As moviegoers become more selective about the never-ending flood of superhero and found-footage “me too” projects available to them, it would be easy to write-off Chronicle as just another trendy cash-grab. However, after a string of less-than-satisfying faux “documentaries” (such as The Devil Inside) and high profile, but ultimately uninspired hero flicks (such as Green Lantern), it’s safe to say that Chronicle is poised to genuinely surprise a lot of moviegoers with intriguing characters, cool visuals, and an increasingly gripping central storyline.

Following the exploits of average teens Andrew (Dane DeHaan), Steve (Michael B. Jordan), and Matt (Alex Russell), Chronicle begins when the friends encounter a mysterious entity that – after afflicting them with days of bloody noses – results in the trio developing advanced telekinetic abilities. The boys quickly discover that their newfound super powers can be manipulated, honed, and strengthened – resulting in the ability to control larger objects, as well as mimic other traditional enhanced “abilities,” such as flight and invulnerability. However, as their powers increase, so does their potential to unintentionally (or intentionally) cause harm to others. Ultimately, the friends agree to keep their abilities in check, but it’s a delicate balance that one member of the group – the proverbial loner who has suffered physical and emotional abuse at home and at school – isn’t as ready to accept.
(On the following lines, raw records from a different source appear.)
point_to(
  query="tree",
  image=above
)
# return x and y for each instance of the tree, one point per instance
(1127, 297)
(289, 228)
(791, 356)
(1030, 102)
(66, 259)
While there’s no shortage of awkward ways in which the events of Chronicle are caught on film (especially in the last act, where none of the primary characters have time to carry actual cameras around), some of the implementations represent a major step up for the genre. Early on, Andrew perfects the ability to move the camera with his telekinetic powers – resulting in much more dynamic and fluid cinematography that subsequently allows all the characters to be in various scenes, instead of always having one hiding behind the camera. While that method obviously can’t be applied to other found-footage films, it doesn’t detract from the creativity of the Chronicle filmmakers, who were especially methodical in delivering both an entertaining and unique movie that’s made better because of its found-footage format.